というように、お客様に声をかけるのも、このぐらいの配慮が必要です。その上で、なるべくこちらから声をかけてあげましょう。
 現在、お店(電気店や洋服店など)でも、店員からは声をかけず、お客様が自分で自由に商品を見て回れるという店もあるぐらいです。どちらにしても、お客様の方から声をかけやすい体制にしておくことは必要です。

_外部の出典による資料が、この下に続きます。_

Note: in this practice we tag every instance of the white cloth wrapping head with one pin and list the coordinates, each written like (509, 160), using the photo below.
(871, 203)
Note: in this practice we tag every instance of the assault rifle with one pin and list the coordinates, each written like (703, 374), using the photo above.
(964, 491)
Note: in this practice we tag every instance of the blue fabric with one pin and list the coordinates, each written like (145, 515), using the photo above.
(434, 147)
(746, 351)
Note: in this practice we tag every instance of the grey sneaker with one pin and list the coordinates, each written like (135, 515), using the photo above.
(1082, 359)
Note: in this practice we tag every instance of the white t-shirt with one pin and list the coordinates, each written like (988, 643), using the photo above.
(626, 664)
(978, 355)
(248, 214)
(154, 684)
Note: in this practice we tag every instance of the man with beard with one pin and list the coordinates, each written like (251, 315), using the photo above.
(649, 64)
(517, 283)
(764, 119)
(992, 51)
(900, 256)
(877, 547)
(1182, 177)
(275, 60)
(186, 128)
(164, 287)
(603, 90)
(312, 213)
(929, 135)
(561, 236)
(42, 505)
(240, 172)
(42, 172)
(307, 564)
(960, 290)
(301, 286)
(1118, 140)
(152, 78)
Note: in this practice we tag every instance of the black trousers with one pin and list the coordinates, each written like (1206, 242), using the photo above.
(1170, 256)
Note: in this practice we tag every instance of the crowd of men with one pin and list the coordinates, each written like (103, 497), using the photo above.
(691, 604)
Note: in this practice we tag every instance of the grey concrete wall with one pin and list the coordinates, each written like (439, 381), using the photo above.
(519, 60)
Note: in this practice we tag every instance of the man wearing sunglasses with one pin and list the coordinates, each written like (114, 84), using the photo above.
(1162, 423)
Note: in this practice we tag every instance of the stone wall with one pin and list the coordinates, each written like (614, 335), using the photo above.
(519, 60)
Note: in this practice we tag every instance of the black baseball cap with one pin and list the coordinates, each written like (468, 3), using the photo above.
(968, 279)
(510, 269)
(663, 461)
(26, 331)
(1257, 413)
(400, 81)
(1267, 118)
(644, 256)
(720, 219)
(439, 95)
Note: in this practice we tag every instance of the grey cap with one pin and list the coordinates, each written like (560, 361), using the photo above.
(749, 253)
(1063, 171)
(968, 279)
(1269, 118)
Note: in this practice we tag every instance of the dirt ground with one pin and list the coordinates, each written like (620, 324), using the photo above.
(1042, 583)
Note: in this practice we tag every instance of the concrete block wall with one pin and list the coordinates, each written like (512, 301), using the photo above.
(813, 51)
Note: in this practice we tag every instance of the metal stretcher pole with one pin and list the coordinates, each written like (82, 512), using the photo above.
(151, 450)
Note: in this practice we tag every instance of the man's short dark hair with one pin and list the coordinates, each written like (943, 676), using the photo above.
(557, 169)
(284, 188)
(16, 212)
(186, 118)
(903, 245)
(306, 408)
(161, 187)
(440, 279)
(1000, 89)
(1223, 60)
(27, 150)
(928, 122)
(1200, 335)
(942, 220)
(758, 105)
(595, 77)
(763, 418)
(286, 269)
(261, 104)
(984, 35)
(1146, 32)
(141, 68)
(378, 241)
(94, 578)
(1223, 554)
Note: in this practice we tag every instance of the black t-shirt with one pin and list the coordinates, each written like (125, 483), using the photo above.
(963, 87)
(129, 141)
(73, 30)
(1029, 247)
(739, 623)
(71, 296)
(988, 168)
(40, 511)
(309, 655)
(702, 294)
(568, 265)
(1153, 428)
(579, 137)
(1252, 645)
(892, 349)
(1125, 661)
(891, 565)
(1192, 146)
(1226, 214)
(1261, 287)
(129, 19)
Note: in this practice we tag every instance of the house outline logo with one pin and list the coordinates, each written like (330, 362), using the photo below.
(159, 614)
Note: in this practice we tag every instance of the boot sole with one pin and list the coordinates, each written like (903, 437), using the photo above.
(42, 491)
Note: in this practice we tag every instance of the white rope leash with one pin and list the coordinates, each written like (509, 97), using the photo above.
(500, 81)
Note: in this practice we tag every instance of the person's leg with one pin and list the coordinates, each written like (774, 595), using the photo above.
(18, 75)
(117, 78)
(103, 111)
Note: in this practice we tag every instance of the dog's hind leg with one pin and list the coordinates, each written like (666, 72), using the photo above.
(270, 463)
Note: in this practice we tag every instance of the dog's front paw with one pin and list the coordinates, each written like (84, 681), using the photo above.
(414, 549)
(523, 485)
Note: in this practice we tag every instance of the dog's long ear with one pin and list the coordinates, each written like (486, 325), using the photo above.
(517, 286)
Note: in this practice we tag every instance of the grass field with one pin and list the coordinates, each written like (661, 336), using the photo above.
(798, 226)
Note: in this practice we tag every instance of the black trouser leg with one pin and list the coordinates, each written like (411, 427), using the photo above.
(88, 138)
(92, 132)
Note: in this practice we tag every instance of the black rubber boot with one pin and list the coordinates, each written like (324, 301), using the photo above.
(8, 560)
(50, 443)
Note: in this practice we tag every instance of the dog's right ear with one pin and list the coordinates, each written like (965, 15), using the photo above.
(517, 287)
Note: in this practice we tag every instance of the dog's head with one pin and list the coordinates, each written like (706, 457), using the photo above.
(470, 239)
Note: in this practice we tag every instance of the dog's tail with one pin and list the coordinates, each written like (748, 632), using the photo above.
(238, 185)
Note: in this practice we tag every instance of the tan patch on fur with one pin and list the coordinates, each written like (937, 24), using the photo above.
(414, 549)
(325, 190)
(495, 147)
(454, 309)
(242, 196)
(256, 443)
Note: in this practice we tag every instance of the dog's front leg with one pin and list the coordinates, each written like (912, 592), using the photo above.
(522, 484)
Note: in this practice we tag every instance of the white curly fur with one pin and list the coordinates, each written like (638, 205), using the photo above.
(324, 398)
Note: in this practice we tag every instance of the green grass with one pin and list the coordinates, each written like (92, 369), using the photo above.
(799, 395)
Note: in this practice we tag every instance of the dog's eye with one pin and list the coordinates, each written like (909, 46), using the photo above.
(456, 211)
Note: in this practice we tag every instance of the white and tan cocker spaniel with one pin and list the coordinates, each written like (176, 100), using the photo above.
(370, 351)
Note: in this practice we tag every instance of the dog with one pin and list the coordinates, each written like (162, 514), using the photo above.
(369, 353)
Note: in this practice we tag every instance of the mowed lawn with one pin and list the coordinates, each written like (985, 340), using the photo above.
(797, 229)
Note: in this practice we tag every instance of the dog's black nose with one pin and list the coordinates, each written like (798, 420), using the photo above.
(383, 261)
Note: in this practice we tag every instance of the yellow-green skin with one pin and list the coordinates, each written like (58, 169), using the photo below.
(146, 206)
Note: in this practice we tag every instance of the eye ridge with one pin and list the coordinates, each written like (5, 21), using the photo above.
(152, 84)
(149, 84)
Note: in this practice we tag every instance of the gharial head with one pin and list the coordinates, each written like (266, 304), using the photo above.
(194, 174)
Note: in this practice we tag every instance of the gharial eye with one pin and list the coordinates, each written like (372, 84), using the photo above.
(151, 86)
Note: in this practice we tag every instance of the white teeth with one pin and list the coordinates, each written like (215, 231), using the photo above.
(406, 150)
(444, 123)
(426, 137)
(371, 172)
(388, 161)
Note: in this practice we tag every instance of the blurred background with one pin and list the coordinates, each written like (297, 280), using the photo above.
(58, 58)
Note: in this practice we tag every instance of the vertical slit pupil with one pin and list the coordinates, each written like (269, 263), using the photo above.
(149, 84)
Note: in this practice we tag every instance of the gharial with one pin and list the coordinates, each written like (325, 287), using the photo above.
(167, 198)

 お客様が、窓口で「すみませーん」と声をかけているのに、なかなか応対に出て行こうとしない、返事もしない、ということではいけません。今、手が放せなくても返事ぐらいはできるはずです。「申し訳ございません。少々お待ち下さい」ぐらい言ったらどうなんだと思うことあるんです。えっ?そう思うんだったら、その時私が返事しろって?
 「はーい!」

  
★★★★★★★★★★★★★★★★★★★★★★★★★★★★

   
 さて、そして、お客様の話を伺うことになります。その話が簡単(ココで言う簡単とはお客様のお話の内容が良く解るという意味です。必ずしも答えが簡単という意味ではありません)なものなら問題はありませんが、あいまいなものは注意が必要です。
 一般のお客様は、戸籍や住民票に関して、その仕組みがどうなっているのかという知識がほとんどありません。ですから実際問題として、何をどう質問していいのかもわからない方がいらっしゃいます。この場合は、一通りお話を聞いてから、こちらで予想される内容をいくつか用意して、お客様に確認しなければなりません。
 難しいのは、お客様は、戸籍や住民票に関する知識をどのぐらい知っているかということです。そのみきわめを誤ると、お客様がすでに知っていることを初めから説明してしまい、お客様が本当に知りたい情報になかなかたどり着かないという状況に陥ってしまいます。

 


  

★★★★★★★★★★★★★★★★★★★★★★★★★★★★
 

 活字にすると同じセリフでも、違う人が言うと、まったく違う雰囲気になることもあります。セリフ以前に、その人の持つ雰囲気、身だしなみ、態度、表情が影響し、そして、さらにそのセリフの言い方で、完全に違ってきます。
 同じセリフ(言葉)なのに、その人が言うと無礼な感じに聞こえるとか、恐い感じに聞こえるとかです。セリフ自体に誤りはないので、その人本人は、無礼な話し方をしているとか、恐い言い方をしているとかという自覚は、まったくないかもしれません。が、しかし、お客様につっこまれる前に改善したいものです。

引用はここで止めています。